Saturday, August 19, 2006

Night Markets and ........

After our delightful Thai massage and Scott’s Swedish near encounter massage (He felt it got a bit personal) we met for an afternoon drink on the balcony to plan the rest of of our trip. (This consisted of me planning everything and explaining in great detail what our options were—over and over again—for money—and still having the two boys question what were we going to do next!)
We left for one of the night markets-the Suan Lum Night Bazaar. We cruised the stalls and ate at the German Beer garden while listening to a Thai band sing, “Achy Breaky Heart.” It was pretty surreal-especially when they pronounced “achy” as “a-chee.” I thought Steve was going to do a spit take with his beer! Scott and I got henna tattoos-he got a lizard and I trumped him by getting it’s bigger and more majestic cousin, a dragon.

After that we went to PadPong—the seedy night market. I will warn you right now if buying counterfeit goods and seeing hoochie shows will upset you…DO NOT READ FURTHER!!!!

Ok, you pervert. You kept reading. Fine by me. Mom, if you are still reading, just know I am A) only reporting the facts, ma’am and B) thoroughly enjoying the fact that you reading the dirty stuff! As soon as we alit from our near death experience of a cab ride—I swear the driver was giggling maniacally as he came to a screeching halt, missing the car forcing it’s way in front of us by mere inches—we were accosted by people trying to get us to go to the sex shows. They had placards written in English that named all the different acts performed at their club. I got the biggest kick just knowing as we walked they were constantly approaching Steve and Scott. Especially Scott-he was so flustered he started telling people he was mute and then covering his mouth. (Think about it-it’s funny.)
After passing several knock off watch stalls we finally stopped and took a closer look. They had all the big name brands with pictures from catalogs for comparison. Anyone that knows Scott knows he has pestered Steve so much about his Rolex that Steve has officially willed it to him upon his untimely demise. Well, I am now able to say while forcing back a giggle, that Scott is the proud owner of a Rolex. Not just any Rolex, the exact same kind of Rolex Steve has. It is a genuine Bangkok fake Rolex!
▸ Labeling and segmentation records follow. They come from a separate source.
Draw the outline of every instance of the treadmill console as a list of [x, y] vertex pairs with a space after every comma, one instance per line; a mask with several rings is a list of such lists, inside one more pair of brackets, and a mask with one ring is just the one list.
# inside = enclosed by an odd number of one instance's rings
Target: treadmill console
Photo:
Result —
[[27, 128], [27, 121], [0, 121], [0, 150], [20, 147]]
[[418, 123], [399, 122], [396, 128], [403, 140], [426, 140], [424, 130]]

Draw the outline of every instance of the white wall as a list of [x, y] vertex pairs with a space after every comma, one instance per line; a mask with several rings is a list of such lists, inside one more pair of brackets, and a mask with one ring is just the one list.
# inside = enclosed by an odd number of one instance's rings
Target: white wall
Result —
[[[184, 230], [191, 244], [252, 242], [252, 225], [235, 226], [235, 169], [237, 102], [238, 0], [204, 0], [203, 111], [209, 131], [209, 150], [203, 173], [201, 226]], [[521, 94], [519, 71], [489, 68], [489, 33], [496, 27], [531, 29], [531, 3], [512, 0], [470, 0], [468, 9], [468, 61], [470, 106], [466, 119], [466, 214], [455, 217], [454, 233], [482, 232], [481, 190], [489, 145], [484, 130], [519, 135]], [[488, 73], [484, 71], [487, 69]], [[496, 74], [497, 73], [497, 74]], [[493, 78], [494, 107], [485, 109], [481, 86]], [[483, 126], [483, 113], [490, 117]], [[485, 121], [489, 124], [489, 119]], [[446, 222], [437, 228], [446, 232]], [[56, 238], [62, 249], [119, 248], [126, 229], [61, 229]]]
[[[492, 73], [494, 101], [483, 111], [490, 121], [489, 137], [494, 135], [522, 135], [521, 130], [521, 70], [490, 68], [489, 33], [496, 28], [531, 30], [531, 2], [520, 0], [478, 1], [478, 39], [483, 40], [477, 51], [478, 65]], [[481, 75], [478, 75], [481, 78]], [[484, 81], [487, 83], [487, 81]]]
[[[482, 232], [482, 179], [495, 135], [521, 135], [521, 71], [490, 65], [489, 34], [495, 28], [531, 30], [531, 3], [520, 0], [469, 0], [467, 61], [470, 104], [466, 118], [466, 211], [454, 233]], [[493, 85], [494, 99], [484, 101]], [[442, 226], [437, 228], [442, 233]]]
So newly tattooed and designered watched, Scott finally acquiesced to the constant pestering to see a sex show. Naturally, we had to accompany him in to make sure he didn’t try to take one of the girls home to America with to set up house. We followed this guy who brought us to the door of The Pink Palace. We marched up stairs, paid 200 Baht a piece ( $6.00) for a drink ticket and were led into the show. It was dark and seedy. There were 3 girls dancing—two were back-up gyrators—rather lackadaisical at that.
They all had on the same kind of bikini top and gold lame’ hot pants. The ”lead” girl had her shorts off and was dancing much in the same manner a young kid dances the potty dance. Then she inserted tongs of some sort into her hoochie and proceded to manipulate them and pick up plastic rings, pick them up and place them one by one on the neck of a coke bottle! As we drank our beer we watched as the lead girls switched in and out. We saw: hoochies opening up standard non-twist bottles of soda water; hoochies expelling long strings of razor blades, needles, glow in the dark flowers, and bells; shooting darts at a balloon held by a volunteer across the room; playing a whistle and producing ping pong balls and dropping them daintily into a cup of water. All this took place in less than hour. While Steve maintained his composure and managed to even look nonchalant, Scott and I were covering our mouth and eyes in horror as some the stuff emerged from the girls’ hoochies. Apparently we (Scott and I) were enough of show that a group of three couples were laughing and pointing at us! (I swear one of them was Mel Gibson-really!)

We left and tried to get a cab back to the hotel. One thing we have learned on this trip—it is always more expensive (by double) to return to the hotel. Steve’s theory is as soon we mention the name of our hotel the doolar, er Baht signs shine in the driver’s eyes and the price goes up. We ended up getting out of one cab because he wanted to charge us 200 Baht for an 80 Baht trip. (The other thing we have learned is the meters apparently “don’t work” at night…hmmmmm.) Finally we hooked up with a tuk tuk driver (it is like a motorized open surrey) who would take us back for 100B. I think the look on the doormens’ faces when we pulled up in this rickety old thing was priceless. There isn’t even a door for them to open to help us out. It was pretty funny!
Anyway…another night in Bangkok is over!

1 Comments:

Anonymous Anonymous said...

Can I forward this blog entry to Scott's parents?